The Khazar raion or Khazar rayon (Xəzər rayonu) is one of the 12 rayonlar in Baku, Azerbaijan. It has a population of 204,736. Khazar rayon is a part of the Baku Metropolitan Area which makes up a majority of the Absheron Peninsula, with a total population of 3,675,000 people. The district is home to the Heydar Aliyev International Airport, busiest airport in the Caucasus, and one of the busiest airports in post-Soviet countries and West Asia. It is connected to the majority of the settlements in the district by Baku Airport Highway, which also serves as the main road which connects eastern Absheron to the capital city of Baku.

==Name==
Before being renamed by the decision of the Parliament of Azerbaijan on May 11, 2010, the rayon was called Azizbekov (Əzizbəyov) after Meshadi Azizbeyov, a Soviet-Azerbaijani revolutionary, leader of the revolutionary movement in Azerbaijan, and one of the first Azerbaijani Marxists. The name of the district comes from the Caspian Sea, which is when transliterated from the Azerbaijani language is spelled as "Khazar."

==Overview==
Located in the northeastern part of the Absheron Peninsula, the Khazar region is recognized as the oil region, blending nine distinct climate zones within its atmosphere. Nestled in a tranquil corner of the peninsula, it shares borders with the Sabunchu, Surakhani, and Pirallahi rayons. Khazar contains the municipalities of Bina, Buzovna, Mardakan, Qala, Shagan, Shuvalan, Turkan, and Zira. Bina, which is adjacent to the Heydar Aliyev International Airport, is the most populated municipality. Dreamland Gold Club is also positioned in the district, along with its houses that are located next to SABIS SUN International School, also in Khazar. Shuvalan Park, the biggest shopping center in eastern Absheron, is located in Shuvalan. Zira Ecopark is located in the settlement of Zira.

== History ==
The territory of the Khazar district, located in the northeast of the Absheron Peninsula, is considered one of the region's ancient areas. The settlements in the current Khazar district were initially part of the “Qala-Mashtag administrative district,” which existed from 1921 to 1936 and encompassed a larger area, including several other villages. Later, following a reorganization of administrative zoning, the settlements of what is now Khazar district were included in the S. Artyom (FS Sergeyev) district, established in 1936 and operating until 1966. In 1966, the “M. Azizbeyov district” administrative unit was formed.
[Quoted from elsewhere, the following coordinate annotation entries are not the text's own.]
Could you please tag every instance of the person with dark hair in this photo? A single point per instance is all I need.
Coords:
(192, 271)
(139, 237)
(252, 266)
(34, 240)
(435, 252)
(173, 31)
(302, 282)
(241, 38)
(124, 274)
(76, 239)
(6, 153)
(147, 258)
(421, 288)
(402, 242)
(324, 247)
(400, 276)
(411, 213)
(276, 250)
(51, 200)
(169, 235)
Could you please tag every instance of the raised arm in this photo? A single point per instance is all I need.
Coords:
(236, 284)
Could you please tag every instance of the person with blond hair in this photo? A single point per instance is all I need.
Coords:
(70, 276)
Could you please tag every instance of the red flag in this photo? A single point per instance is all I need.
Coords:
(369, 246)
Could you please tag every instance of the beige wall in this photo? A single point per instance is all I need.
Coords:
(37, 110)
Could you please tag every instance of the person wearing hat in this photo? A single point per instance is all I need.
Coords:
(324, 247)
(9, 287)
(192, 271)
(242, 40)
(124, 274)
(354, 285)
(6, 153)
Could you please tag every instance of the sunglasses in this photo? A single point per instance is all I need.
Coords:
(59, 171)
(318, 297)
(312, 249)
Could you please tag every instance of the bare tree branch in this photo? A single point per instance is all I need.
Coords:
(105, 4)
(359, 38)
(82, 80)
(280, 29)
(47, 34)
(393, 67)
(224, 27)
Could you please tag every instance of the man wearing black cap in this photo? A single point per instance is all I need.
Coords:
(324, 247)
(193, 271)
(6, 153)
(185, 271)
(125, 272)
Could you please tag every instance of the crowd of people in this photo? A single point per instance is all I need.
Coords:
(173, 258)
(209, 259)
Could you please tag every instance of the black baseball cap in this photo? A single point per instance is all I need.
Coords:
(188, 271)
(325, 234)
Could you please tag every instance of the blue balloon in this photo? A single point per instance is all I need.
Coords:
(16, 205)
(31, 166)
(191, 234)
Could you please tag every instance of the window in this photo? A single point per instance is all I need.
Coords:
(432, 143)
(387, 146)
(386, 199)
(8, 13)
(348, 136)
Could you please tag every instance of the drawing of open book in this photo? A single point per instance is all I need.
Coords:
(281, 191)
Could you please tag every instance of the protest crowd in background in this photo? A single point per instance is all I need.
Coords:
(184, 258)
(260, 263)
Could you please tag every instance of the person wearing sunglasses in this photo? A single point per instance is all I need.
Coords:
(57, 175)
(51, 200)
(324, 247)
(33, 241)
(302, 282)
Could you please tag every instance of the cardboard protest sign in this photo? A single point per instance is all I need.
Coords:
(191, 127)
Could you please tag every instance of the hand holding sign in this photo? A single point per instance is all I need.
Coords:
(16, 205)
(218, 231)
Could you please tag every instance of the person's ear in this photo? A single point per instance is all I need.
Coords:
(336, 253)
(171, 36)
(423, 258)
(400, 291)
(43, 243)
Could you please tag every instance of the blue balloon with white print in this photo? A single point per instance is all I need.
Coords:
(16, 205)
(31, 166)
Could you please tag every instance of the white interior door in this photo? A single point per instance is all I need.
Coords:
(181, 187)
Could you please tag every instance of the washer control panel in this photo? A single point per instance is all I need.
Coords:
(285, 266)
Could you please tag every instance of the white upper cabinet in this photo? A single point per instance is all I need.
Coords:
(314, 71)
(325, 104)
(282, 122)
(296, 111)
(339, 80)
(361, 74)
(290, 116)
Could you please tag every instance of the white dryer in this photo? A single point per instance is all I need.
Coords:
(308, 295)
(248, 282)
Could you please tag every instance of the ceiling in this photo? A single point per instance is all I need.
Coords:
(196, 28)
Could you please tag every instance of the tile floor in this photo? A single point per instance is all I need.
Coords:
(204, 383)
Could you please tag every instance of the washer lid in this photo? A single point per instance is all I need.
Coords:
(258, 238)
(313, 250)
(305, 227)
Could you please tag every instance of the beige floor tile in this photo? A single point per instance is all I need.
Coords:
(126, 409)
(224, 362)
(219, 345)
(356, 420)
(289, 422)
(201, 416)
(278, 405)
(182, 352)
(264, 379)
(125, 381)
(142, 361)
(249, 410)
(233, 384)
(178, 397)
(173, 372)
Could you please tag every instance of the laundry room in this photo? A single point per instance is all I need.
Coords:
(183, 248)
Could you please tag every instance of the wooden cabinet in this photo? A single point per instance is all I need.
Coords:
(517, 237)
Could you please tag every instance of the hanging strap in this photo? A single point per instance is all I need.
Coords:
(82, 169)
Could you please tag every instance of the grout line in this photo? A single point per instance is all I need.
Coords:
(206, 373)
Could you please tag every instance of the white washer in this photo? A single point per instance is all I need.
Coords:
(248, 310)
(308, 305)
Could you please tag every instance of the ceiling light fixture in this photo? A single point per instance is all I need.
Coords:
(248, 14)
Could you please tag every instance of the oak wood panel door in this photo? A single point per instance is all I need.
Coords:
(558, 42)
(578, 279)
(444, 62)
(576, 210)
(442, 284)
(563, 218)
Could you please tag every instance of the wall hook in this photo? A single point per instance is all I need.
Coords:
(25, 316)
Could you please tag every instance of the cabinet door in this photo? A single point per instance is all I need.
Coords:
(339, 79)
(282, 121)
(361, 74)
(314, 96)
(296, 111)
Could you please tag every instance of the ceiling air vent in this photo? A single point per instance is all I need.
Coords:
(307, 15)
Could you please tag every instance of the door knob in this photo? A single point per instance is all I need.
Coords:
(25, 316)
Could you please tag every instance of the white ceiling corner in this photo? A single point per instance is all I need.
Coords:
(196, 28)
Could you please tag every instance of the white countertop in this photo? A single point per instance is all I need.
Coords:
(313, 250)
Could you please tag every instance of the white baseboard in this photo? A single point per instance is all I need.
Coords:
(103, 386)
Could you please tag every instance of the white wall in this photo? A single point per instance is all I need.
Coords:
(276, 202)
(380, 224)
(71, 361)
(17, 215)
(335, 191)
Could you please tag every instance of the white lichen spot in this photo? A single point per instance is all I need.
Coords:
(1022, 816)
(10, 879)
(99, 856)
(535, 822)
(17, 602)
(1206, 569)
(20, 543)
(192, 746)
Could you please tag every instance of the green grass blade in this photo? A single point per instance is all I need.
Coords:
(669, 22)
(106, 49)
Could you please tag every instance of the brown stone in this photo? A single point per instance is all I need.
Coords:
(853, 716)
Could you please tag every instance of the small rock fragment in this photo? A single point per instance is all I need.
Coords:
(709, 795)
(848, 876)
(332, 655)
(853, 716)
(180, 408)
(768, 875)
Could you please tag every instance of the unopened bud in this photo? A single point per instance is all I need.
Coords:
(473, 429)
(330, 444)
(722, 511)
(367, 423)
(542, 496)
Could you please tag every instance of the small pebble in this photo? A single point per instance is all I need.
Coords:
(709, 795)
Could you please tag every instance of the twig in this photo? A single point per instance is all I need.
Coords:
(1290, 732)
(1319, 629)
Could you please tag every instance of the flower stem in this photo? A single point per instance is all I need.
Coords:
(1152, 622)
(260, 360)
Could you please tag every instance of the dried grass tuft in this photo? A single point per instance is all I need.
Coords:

On May 24, 2011, the district's name was changed again to “Khazar.” At that time, the total area of the district was 403.6 square kilometers, and it included 12 settlements: Mardakan, Buzovna, Shuvalan, Bina, Gala, Shagan, Zira, Turkan, Pirallahi, Gurgan, Chilov, and Neft Dashlari, with a population of 212,800 people. With the passage of the Law of the Republic of Azerbaijan No. 519-IVQ on December 21, 2012, titled "On the establishment of Pirallahi Rayon within the administrative territorial unit of Baku city," Pirallahi became a separate district starting on January 17, 2013. This new district, which was formed from the settlements of Pirallahi, Gurgan, Chilov, and Neft Dashlari, became the 12th district of Baku.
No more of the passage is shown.